Guest Blog by Catie Grasse

Meaning “help” in Swahili, the mobile “saada”  application aims to improve the efficacy and efficiency of community health volunteers screening patients for cervical cancer in Kisumu, Kenya. This project is the extension of a previous project for the Duke class CS408: Delivering Software to Client, which pairs student developers and designers with a client team to build a specialized application. The mSaada developer team is composed of four Duke seniors: Our designer, Rachel Settle is a Computer Science major, Visual Media Studies minor, and pursuing the Information Science certificate. Working on the user experience is Carly Levi, a senior studying Computer Science and Global Health who is particularly interested in women’s and reproductive health and hopes to use her background in technology to come up with effective interventions around the world. Focusing on the back-end database design is Catie Grasse, a senior majoring in Computer Science and minoring in Visual Media Studies.  Also working on the back-end design is Philip Kariuki, a senior from Kenya studying Computer Science and Philosophy.
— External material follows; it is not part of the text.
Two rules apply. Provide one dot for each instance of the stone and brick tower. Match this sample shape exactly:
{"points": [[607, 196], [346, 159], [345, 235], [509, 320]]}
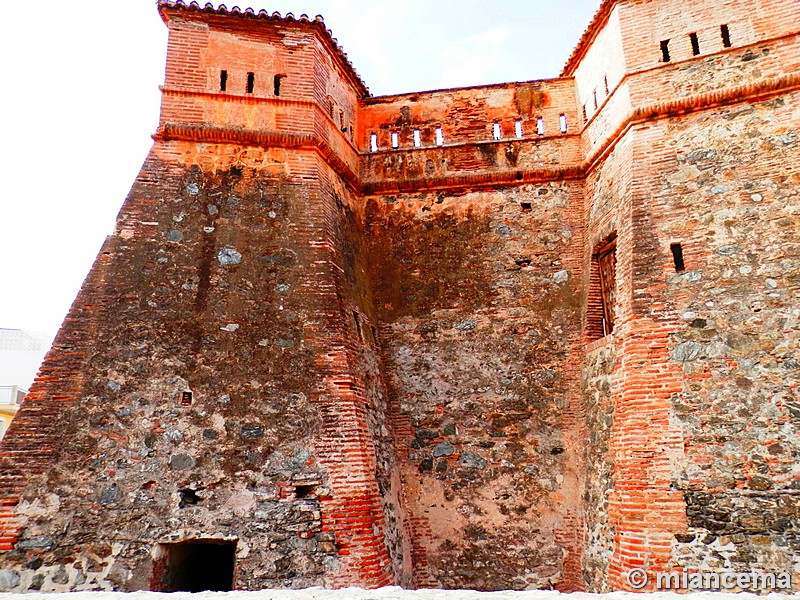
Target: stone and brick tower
{"points": [[523, 335]]}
This collaboration began last Fall and should be ready for field testing by this Summer.  This past semester was focused on building the application from the ground up: making design and style choices for the app, building a database with Google technologies, and collaborating with Dr. Meghan Huchko and her team to decide what features and functionalities are most important to the application. The current application is composed of four main features that combine the goal of improving patient screening with creating quick accessibility to educational materials for cervical cancer screening. For the goal of improving patient screening, the app allows the user to create or edit a patient’s record and walks them through a comprehensive survey to fill out patient information. Once a patient has been added, they can also be searched through the app to reference their existing survey answers. To improve access to educational content, the app also has an FAQ page for community health volunteers to refer to regarding commonly asked questions about cervical cancer screening, as well as an illustrated walk-through for a sample patient-CHV interactions.

Looking ahead, the next steps of the project are to user test with community health volunteers in Kisumu.  This testing feedback loop is critical to the user experience and design of the app, as it will be used to iterate on the existing design, creating an application that is genuinely useful for community health volunteers in their work to screen women for cervical cancer.